Selby states that “the need to provide robust data security measures and policies and procedures to guard patient privacy” is PCORI’s chief concern. The 29 partner networks “will have their own governance systems and maintain their own data, which will be securely protected by a firewall. Each partner network will develop security measures, policies, and procedures that are right for its members, as we develop general policies that will apply to PCORnet as a whole. A critical feature of this effort is that patients will be deeply involved in creating these policies.”

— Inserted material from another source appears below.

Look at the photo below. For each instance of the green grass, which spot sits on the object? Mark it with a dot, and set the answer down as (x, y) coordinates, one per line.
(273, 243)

The privacy aspect of the database is a work in progress. “As we develop overall governance policies for PCORnet and create the structures, methods, and means that will allow networks to operate together, we’ll provide specific information on how research teams can access the data and how queries will be handled, prioritized, and answered,” says Selby. “We expect patient data provided in response to research requests will be stripped of personal identifying information, which will not leave the health system or original network, unless patients have explicitly consented to its release for a particular research purpose” (emphasis added).

In conclusion, Selvin stated: “During the 18-month development phase, which ends September 2015, we will work continuously to improve the quality of the data and the efficiency of the PCORnet’s capacity to support research.” He believes “each individual network will benefit from comparing approaches, and the most successful procedures and policies will be shared and refined.” Finally, he predicted “that PCORnet will be a true game-changer in health research.”

The Post also noted a number of questions, including: “How will research questions be prioritized? How should disagreements be resolved? Should pharmaceutical companies and insurers be able to access the records and, if so, under what circumstances? What about the Centers for Disease Control and Prevention? The information could help epidemiologists track outbreaks and clusters of disease in a way they have never done before.”

Also, “critically important to the multibillion-dollar pharmaceutical industry, how will the Food and Drug Administration view this type of research when considering applications for new drugs or in recalling old ones?”